Bagaimana bisa dia dengan percaya dirinya mengatakan ingin mandi di apartemen seorang lelaki yang baru saja dikenalnya? 

"Bilang ke gue kalau lo butuh sesuatu," kata Liam sambil mengulurkan sehelai handuk berwarna putih pada Giyan. Giyan bengong selama beberapa saat hingga lelaki itu berlalu dari hadapannya. Mandi di apartemen Liam? Yang benar aja?

Giyan mengusap wajahnya yang terasa memanas karena memikirkan hal yang tidak seharusnya dia pikirkan. 

Setelah mengembuskan napasnya beberapa kali, Giyan kemudian beranjak dari duduknya.

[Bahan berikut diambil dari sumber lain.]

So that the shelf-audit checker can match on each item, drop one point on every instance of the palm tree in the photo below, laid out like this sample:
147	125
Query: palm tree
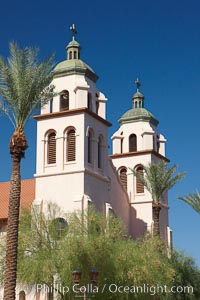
24	84
193	200
158	179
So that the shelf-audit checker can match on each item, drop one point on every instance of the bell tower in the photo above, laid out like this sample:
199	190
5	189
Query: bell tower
72	137
137	143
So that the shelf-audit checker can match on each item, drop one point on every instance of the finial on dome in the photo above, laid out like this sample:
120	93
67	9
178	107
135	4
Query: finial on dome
138	84
74	31
138	98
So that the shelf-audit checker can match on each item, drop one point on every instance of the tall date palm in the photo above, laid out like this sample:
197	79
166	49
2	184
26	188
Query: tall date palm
24	84
158	179
193	200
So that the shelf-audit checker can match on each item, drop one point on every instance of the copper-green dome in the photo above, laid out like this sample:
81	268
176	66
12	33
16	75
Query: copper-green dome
74	66
73	43
138	114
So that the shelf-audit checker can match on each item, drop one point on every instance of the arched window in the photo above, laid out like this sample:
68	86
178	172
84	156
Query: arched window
100	152
71	145
89	104
97	107
132	143
158	143
123	177
139	185
90	155
51	105
22	295
51	148
64	100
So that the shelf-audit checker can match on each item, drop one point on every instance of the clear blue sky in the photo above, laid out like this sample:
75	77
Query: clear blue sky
157	41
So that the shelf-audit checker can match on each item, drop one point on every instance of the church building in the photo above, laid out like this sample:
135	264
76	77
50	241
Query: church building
73	166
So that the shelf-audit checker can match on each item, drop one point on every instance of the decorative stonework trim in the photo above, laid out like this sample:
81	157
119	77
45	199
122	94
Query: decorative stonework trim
142	152
73	112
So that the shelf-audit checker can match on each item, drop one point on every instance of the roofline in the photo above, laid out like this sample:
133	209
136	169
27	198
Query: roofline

Dia pasti sudah tidak waras sampai menumpang mandi di apartemen Liam.

Liam sudah berada di ruang tamunya saat Giyan selesai mandi. Dia mandi dengan cepat karena sebenarnya merasa cemas dengan mandi di apartemen Liam. Tapi lumayan juga, setelah mandi dia merasa lebih segar walaupun masih mengenakan pakaian yang sama dengan tadi.

"Ini pakaian yang lo pesan tadi," ujar Liam sambil menunjuk sebuah bungkusan pada Giyan. Mata Giyan membesar karena tidak percaya jika pesanannya bisa datang secepat itu.

"Apa perlu di dry cleaning dulu?" tanya Liam.

"Nggak ... nggak perlu. Pakainya juga nggak lama kok," jawab Giyan.

"Cobalah dulu. Kalau kurang cocok, bisa segera lo tukar," kata Liam.

Entah kenapa Giyan merasakan interaksinya dengan Liam begitu aneh. Berada di apartemen yang sama, mandi di kamar mandinya, diminta mencoba pakaian baru, dan hal-hal yang membuat wajah Giyan semakin memanas. Dia merasa ... seperti benar-benar menjadi pacar Liam.(*)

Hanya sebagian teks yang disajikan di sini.